En effet, c’est au tout début du confinement qu’elle a annoncé mettre en ligne sur sa chaîne Youtube cinq épisodes d’une sitcom qu’elle avait écrite et tournée il y a tout ce temps, en compagnie de Sandeep Parikh, inoubliable Zabou de The Guild. Je sens votre excitation monter comme la mienne alors calmons les ardeurs : il s’agit d’une sitcom dans l’univers de World of Warcraft, tournée intégralement dans le jeu vidéo.

World Of Warcraft: Legion réalise le rêve de graphiques de ...
Eh, ça donne presque envie de se consacrer plus longuement à cet univers.

Franchement, c’était une suite logique pour Felicia Day après The Guild que d’écrire une série comme cela. Concrètement, il s’agissait d’une sitcom de vingt minutes qui suivait la vie d’un gérant d’auberge un peu boulet et n’arrivant pas à payer ses taxes. Et comme on est dans l’univers de WoW, il y a bien sûr plein de références au jeu et à des créatures que je ne connais pas, n’étant pas gamer. Si vous l’êtes, attention à vous, ça vous donnera envie d’y rejouer tout en étant super nostalgique de l’ancien design du jeu, paraît-il.

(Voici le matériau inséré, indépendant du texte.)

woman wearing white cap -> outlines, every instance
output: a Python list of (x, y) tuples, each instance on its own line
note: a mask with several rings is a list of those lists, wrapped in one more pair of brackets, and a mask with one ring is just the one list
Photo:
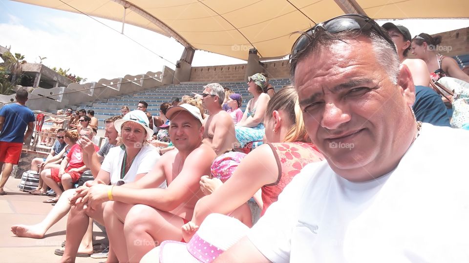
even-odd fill
[[(76, 194), (70, 199), (72, 205), (77, 205), (70, 209), (68, 216), (66, 245), (62, 261), (75, 261), (90, 217), (104, 225), (103, 211), (106, 202), (92, 201), (109, 200), (114, 187), (125, 187), (125, 184), (143, 177), (159, 158), (156, 149), (146, 142), (153, 134), (153, 131), (149, 127), (145, 113), (132, 111), (114, 122), (114, 125), (122, 144), (109, 150), (96, 179), (77, 189)], [(163, 185), (160, 187), (165, 188), (166, 182)], [(109, 253), (112, 257), (112, 247)]]

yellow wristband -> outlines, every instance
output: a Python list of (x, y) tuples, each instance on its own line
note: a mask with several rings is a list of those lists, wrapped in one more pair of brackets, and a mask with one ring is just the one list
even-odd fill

Cependant, si vous ne l’êtes pas, ne vous inquiétez pas, l’histoire reste assez fluide pour être vraiment prenante – ça ne m’a pas dérangé outre mesure de ne pas connaître tous les éléments dont il était question. Bon, et concrètement, d’où ça sort tout ça ? Dans un live, Felicia Day et Sandeep Parikh ont expliqué que c’était un vieux projet qu’elle avait écrit dans son coin avant d’essayer de le vendre à une chaîne. C’est cette dernière qui avait proposé de découper l’épisode de 20 minutes en plusieurs mini-épisodes (un truc qui revient à la mode avec Quibi, une plateforme de streaming qui ouvrira lundi aux États-Unis et qui propose donc de découper ses épisodes en morceaux de quelques minutes) et financé le tournage (plus compliqué qu’il n’y paraît d’après Sandeep Parikh) avant de se rendre compte que WoW n’était pas du tout intéressé par le projet car ils en avaient déjà un autre en stock.

Felicia Day and Sandeep Parikh at San Diego Comic-Con – ÜberSciFiGeek
N’empêche qu’avant ça, évidemment que Felicia Day a fait appel à ses amis pour la soutenir dans ce projet. C’est comme ça que Sandeep Parikh s’est retrouvé mêlé à tout ça alors même qu’il n’avait jamais joué à WoW.

A la fermeture de cette chaîne de contenu, Felicia Day a récupéré les droits de ces épisodes et c’est uniquement parce que le confinement s’annonçait long qu’elle s’est décidée à rendre le tout disponible en ligne, pour s’occuper. Oh, s’occuper, elle sait le faire en ce moment : concrètement, le confinement, c’est un peu la base de sa vie – ceux qui ont vu The Guild le savent bien puisque Codex est un personnage inspiré de sa vie), alors évidemment qu’elle est comme un poisson dans l’eau à organiser tout plein de directs (notamment un hier, sur le dernier épisode d’Into the Dark auquel elle a participé).

Les 10 ans de The Guild | Just One More Episode
D’ailleurs, The Guild est la parfaite websérie pour le confinement, je crois.

Voir aussi : Les 10 ans de The Guild

En tout cas, Southshore Inn est un bon moment à passer. Ce n’est pas aussi efficace que Dr Horrible pendant la grève des scénaristes, elle l’a sûrement sorti un peu trop tôt aussi (avant la pénurie de séries à venir d’ici deux ou trois semaines), mais c’est très drôle. Dès que le personnage de Felicia Day arrive, on retrouve immédiatement l’humour et la vivacité d’esprit qui caractérise l’actrice, et c’est génial ! Bien évidemment, la fin est ouverte : il s’agit d’un pilot qui n’aura jamais de suite… mais comme il s’agit d’une sitcom, il n’y a pas non plus de grand suspense. Il est vraiment possible de voir ça comme un mini-dessin animé complet. L’ouverture finale est juste frustrante parce que les personnages sont déjà attachants en vingt minutes.

Après, je ne suis pas forcément le plus objectif qui soit, à être aussi fan de Felicia Day… Je vous conseille quand même ces cinq épisodes, c’est trop sympathique et assez court pour se permettre de passer à côté si vous parlez anglais… Perso, ça m’a occupé de 1h à 1h30 une nuit d’insomnie cette semaine, faute d’un peu trop d’activités physiques, merci le confinement.